Una vez conocí a un hombre en Nigeria, un ibo que tenía seiscientos parientes a quienes conocía bien. Su esposa había tenido un bebé, la mejor noticia posible para cualquier familia extendida.

Iban a llevarlo a conocer a todos sus parientes, ibos de todas las edades, tamaños y formas. Iba incluso a conocer a otros bebés, primos no mucho más grandes que él. Todo aquel que fuera lo suficientemente grande y firme iba a cargarlo, mimarlo, hablarle y decirle qué bonito era, o qué guapo.

¿No te hubiera encantado ser ese bebé?

Un hombre sin patria, Kurt Vonnegut

Parece haber un consenso entre la gente común: los niños crecen mejor si crecen en el seno de una familia tradicional, con un padre y una madre viviendo bajo el mismo techo. Lo dice el sacerdote de la iglesia, la junta de padres de familia, la vecina y decenas de generaciones que los han precedido. Al niño de padres solteros o divorciados a menudo se le trata como si tuviera una minusvalía social que necesita ser compensada pero, ¿tiene acaso fundamento ese prejuicio?

La familia tradicional –compuesta por padres monógamos y heterosexuales– se sigue considerando como el mejor ambiente para la crianza de los hijos, olvidando que las alternativas de crianza son tan antiguas como el mismísimo matrimonio y que, contrario a lo que se cree, pueden ofrecer ventajas invaluables.

El mito de la autosuficiencia

Alguna vez leí que en japonés se refieren al infierno con una palabra que literalmente significa sin espacio.

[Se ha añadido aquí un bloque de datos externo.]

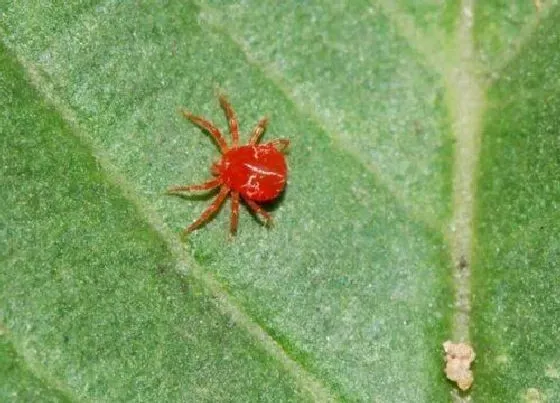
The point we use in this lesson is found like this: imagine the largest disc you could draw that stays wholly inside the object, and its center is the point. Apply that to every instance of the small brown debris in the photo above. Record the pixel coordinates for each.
(458, 359)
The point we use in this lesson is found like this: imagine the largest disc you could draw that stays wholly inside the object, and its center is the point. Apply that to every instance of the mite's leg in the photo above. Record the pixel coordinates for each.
(232, 120)
(280, 144)
(234, 213)
(211, 184)
(209, 127)
(258, 131)
(259, 210)
(210, 211)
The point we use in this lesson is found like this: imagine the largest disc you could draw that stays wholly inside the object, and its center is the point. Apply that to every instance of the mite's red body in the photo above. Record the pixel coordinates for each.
(253, 172)
(257, 172)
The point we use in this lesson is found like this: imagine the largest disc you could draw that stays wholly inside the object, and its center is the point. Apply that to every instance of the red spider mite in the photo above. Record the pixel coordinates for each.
(253, 172)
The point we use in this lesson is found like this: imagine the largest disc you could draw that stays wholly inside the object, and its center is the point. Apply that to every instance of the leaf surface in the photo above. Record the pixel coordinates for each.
(418, 141)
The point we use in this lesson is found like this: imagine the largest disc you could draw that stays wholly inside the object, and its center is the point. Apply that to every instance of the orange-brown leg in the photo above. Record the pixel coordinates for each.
(280, 144)
(259, 210)
(210, 211)
(258, 131)
(232, 120)
(211, 184)
(234, 213)
(209, 127)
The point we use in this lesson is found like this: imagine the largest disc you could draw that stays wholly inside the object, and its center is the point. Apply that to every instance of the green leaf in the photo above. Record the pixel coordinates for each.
(422, 202)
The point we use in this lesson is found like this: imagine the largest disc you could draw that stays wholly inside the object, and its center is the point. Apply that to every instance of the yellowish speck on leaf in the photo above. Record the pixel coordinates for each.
(458, 359)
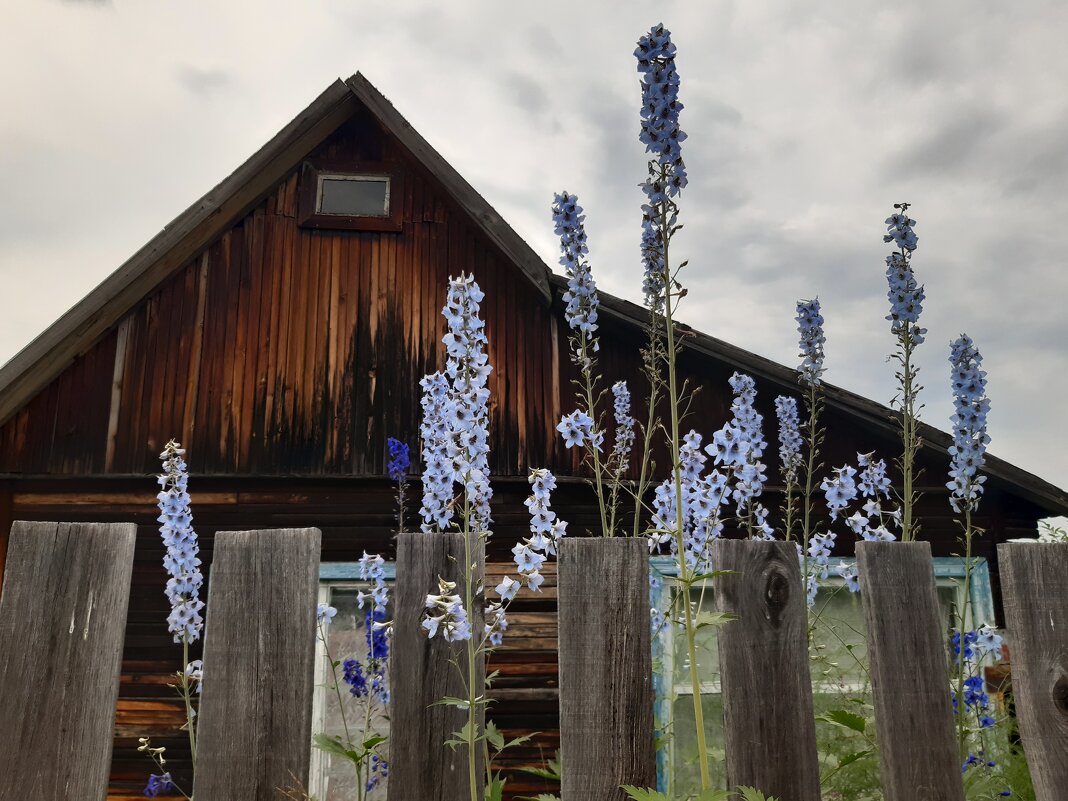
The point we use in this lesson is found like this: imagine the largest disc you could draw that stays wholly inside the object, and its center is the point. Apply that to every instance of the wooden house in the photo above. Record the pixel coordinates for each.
(279, 328)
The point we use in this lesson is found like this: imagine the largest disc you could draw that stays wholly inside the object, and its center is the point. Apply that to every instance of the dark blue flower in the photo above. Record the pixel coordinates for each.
(352, 675)
(158, 784)
(399, 460)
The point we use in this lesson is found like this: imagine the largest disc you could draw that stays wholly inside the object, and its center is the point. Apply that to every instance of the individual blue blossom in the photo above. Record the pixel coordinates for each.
(399, 460)
(624, 426)
(181, 561)
(372, 567)
(839, 489)
(158, 784)
(899, 231)
(352, 675)
(446, 614)
(581, 295)
(812, 341)
(325, 614)
(849, 575)
(578, 428)
(968, 452)
(789, 438)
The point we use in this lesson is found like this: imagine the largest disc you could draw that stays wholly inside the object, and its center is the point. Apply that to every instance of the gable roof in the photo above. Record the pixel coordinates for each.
(35, 365)
(866, 411)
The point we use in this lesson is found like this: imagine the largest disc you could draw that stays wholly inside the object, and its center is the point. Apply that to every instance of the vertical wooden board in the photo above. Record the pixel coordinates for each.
(1035, 583)
(422, 768)
(62, 614)
(606, 668)
(907, 648)
(770, 733)
(255, 719)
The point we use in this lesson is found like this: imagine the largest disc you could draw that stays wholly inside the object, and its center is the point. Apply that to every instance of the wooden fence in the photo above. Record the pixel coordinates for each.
(65, 596)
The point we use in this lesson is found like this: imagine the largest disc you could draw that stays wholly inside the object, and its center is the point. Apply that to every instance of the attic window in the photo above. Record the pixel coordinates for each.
(351, 197)
(354, 195)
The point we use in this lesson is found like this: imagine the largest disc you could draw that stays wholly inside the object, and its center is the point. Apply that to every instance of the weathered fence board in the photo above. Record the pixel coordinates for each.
(62, 615)
(764, 670)
(422, 768)
(907, 649)
(1035, 580)
(606, 669)
(255, 720)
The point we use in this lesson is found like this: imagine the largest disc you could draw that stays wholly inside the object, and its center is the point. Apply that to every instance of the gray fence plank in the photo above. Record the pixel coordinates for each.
(907, 648)
(422, 768)
(606, 668)
(254, 731)
(62, 617)
(764, 669)
(1035, 583)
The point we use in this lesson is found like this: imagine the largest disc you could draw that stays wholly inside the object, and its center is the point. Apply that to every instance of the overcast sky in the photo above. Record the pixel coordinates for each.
(806, 122)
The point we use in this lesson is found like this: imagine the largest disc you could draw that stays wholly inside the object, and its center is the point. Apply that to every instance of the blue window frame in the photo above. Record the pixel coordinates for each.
(671, 676)
(339, 583)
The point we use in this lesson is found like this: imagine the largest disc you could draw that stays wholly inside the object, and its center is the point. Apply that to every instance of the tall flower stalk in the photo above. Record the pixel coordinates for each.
(811, 344)
(584, 427)
(906, 303)
(662, 137)
(455, 434)
(185, 622)
(968, 454)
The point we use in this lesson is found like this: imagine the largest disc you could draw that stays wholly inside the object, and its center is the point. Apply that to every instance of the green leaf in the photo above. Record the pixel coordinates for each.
(495, 790)
(450, 701)
(520, 740)
(845, 719)
(751, 794)
(711, 795)
(372, 741)
(637, 794)
(856, 756)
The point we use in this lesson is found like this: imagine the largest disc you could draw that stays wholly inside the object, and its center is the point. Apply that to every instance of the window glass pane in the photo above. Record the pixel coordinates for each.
(355, 195)
(841, 681)
(334, 778)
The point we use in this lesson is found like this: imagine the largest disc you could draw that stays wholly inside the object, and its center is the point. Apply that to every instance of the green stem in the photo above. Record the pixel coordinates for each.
(471, 648)
(587, 387)
(691, 633)
(962, 618)
(187, 697)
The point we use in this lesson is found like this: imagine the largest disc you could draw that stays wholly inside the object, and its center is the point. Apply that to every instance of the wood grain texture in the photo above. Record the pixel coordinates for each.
(254, 732)
(1035, 585)
(764, 669)
(907, 648)
(606, 668)
(422, 768)
(61, 639)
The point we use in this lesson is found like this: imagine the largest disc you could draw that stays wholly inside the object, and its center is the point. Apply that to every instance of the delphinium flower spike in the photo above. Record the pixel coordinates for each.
(583, 426)
(906, 303)
(789, 457)
(397, 470)
(967, 455)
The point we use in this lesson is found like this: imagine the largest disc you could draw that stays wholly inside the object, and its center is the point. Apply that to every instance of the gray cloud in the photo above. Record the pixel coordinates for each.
(202, 81)
(805, 124)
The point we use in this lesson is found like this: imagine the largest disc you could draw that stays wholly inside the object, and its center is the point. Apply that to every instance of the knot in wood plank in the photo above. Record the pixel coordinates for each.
(776, 592)
(1061, 694)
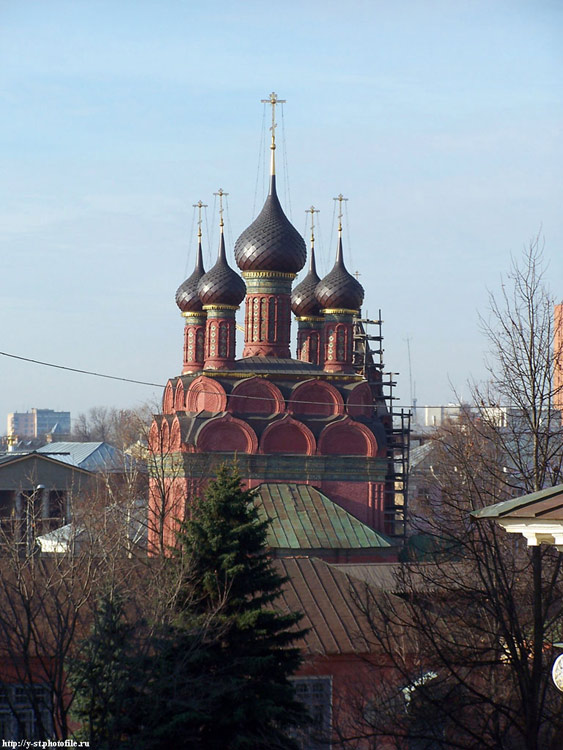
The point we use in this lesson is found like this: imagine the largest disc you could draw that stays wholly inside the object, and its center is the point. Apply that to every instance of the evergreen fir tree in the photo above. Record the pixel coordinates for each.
(250, 659)
(102, 676)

Esta imprecisa etimología resulta de lo más ilustrativa: el infierno sería un hacinamiento físico y simbólico, un lugar en el que paradójicamente no hubiera lugar para ser.

Parece curioso que la gente que se enfrenta a un divorcio a menudo describa su matrimonio en esos términos: es tal la cercanía que resulta asfixiante, es tal la intimidad que no queda espacio para la intimidad. El matrimonio moderno se construye y destruye bajo el mismo precepto: la familia debe bastarse a sí misma.

Según el ideal romántico, el matrimonio se aleja de la sociedad, decisión que ha de pagarse con un gran monto de renuncia. Como explica el historiador Loren Baritz, la persecución romántica de autosuficiencia familiar le ha impuesto al matrimonio demandas emocionales sin precedentes, creando una ansiosa e insaciable dependencia psicológica que, en cuestión de tiempo, termina por volverse contraproducente.

Más aún, con la llegada de los hijos este fenómeno se agudiza. El matrimonio parental por lo general se desarrolla en aislamiento, dejando muy poco espacio para la vida social o para el entretenimiento adulto. 

El don de la comunidad

En contraste, los padres solteros no tiene otra alternativa que ampliar su red de apoyo y recurrir a su círculo social más cercano, generalmente sus propios padres u otros padres en sus mismas condiciones.

Pamela Haag (historiadora estudiosa del matrimonio en la era moderna), cuenta que en 2007 Gerstel y Sarkisian publicaron un estudio académico que analizaba dos encuestas de escala nacional (en Estados Unidos), y concluía que los casados tienen menos tendencia que los solteros a llamar, escribir o visitar a amigos y vecinos o a la familia extendida. “Los casados se sienten menos inclinados a ofrecer apoyo emocional y ayuda práctica a vecinos o amigos, y están menos relacionados con ellos”, afirma.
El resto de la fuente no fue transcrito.